Should Nortel Buy Avaya?

As Avaya M&A talk runs rampant, analysts see value in combining Nortel with Avaya's enterprise businesses

May 29, 2007

3 Min Read
Should Nortel Buy Avaya?

With a possible buyout of Avaya Inc. in the works, analysts see an opportunity for Nortel Networks Ltd. to strengthen its enterprise business and create potential cost savings by combining the two IP telephony businesses.

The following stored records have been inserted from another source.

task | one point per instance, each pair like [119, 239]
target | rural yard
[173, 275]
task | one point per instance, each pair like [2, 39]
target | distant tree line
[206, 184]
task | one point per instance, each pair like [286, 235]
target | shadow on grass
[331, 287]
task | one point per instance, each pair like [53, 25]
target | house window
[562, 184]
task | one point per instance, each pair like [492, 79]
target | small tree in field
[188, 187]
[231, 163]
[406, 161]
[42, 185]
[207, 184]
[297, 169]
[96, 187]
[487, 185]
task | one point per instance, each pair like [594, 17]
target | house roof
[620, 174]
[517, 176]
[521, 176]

According to The Wall Street Journal, Avaya is in discussions with public and private bidders to sell all or a part of its business. A buyout of Avaya would highlight continued consolidation in the telecom equipment market, following megamergers like that between Alcatel and Lucent last year. However, unlike Alcatel-Lucent (NYSE: ALU), Avaya operates primarily in the enterprise space, which thus has far been mostly untouched by consolidation.

In a research note issued this morning, Prudential Equity Group LLC analyst Inder Singh wrote, "We believe the enterprise telephony space is ripe for consolidation, where a large number of competitors continue to face off in the midst of a worldwide market transition to IP telephony."

Rumors of a sale circulated as Avaya postponed its analyst-day meeting, originally scheduled for May 31, which it has yet to reschedule. According to news reports, companies mentioned in connection with a possible sale include Nortel, Cisco Systems Inc. (Nasdaq: CSCO), and private equity firm Silver Lake Partners .

Perhaps most interesting of these possibilities would be a purchase by Nortel, which has seen its share of the IP telephony market fall sharply over the last several years. According to sources in the WSJ, talks between Nortel and Avaya have been ongoing, but cooled recently due to disagreement over price and whether Nortel would pay for Avaya in cash or stock.

JP.MorganChase analyst Ehud Gelblum wrote in a research note today that "a combo cash + stock deal – which seems the most likely of scenarios – would require somewhere between 11 percent and 18 percent opex cuts for NT to offer a 15 percent premium and still have an acrretive deal."

Even so, a Nortel-Avaya mashup could make sense, analysts say, as it would bring more of an IP enterprise focus to a Nortel business that is currently very dependent on legacy product offerings. Sales of networking equipment to corporate customers make up about 25 percent of Nortel's revenue, but according to Singh's research note, the company has seen its share of the IP telephony market fall below 15 percent.

Nortel could have difficulty competing head-on in Cisco's core market alone. However, a combined Nortel-Avaya would be the market leader. Singh estimates that such a combination would "create the dominant vendor in N. America (35 percent total telephony share), EMEA (22 percent share), and S. America (30 percent share), and [would create] a stronger presence in Asia (11 percent share)."

In a phone conversation with Light Reading, Singh said, "I think Nortel has made it clear that they see value in the enterprise and will invest in it" organically and through acquisitions.

Due to a joint venture between Microsoft Corp. (Nasdaq: MSFT) and Nortel earlier this year, Singh also believes "a strategic deal would make tremendous sense for the industry, for Avaya, and for Nortel" because it would bring together three of the largest players in the business. (See Nortel, Microsoft Partner.)

A Nortel-Avaya deal could also fit in with Nortel's restructuring and cost savings plans. Analysts say that with the overlap between the companies' IP businesses, there are more potential cost savings than Nortel could provide on its own in the enterprise space.

Representatives of Nortel could not be reached. An Avaya spokesman declined to comment, saying the company "doesn't comment on rumors or speculation in the market."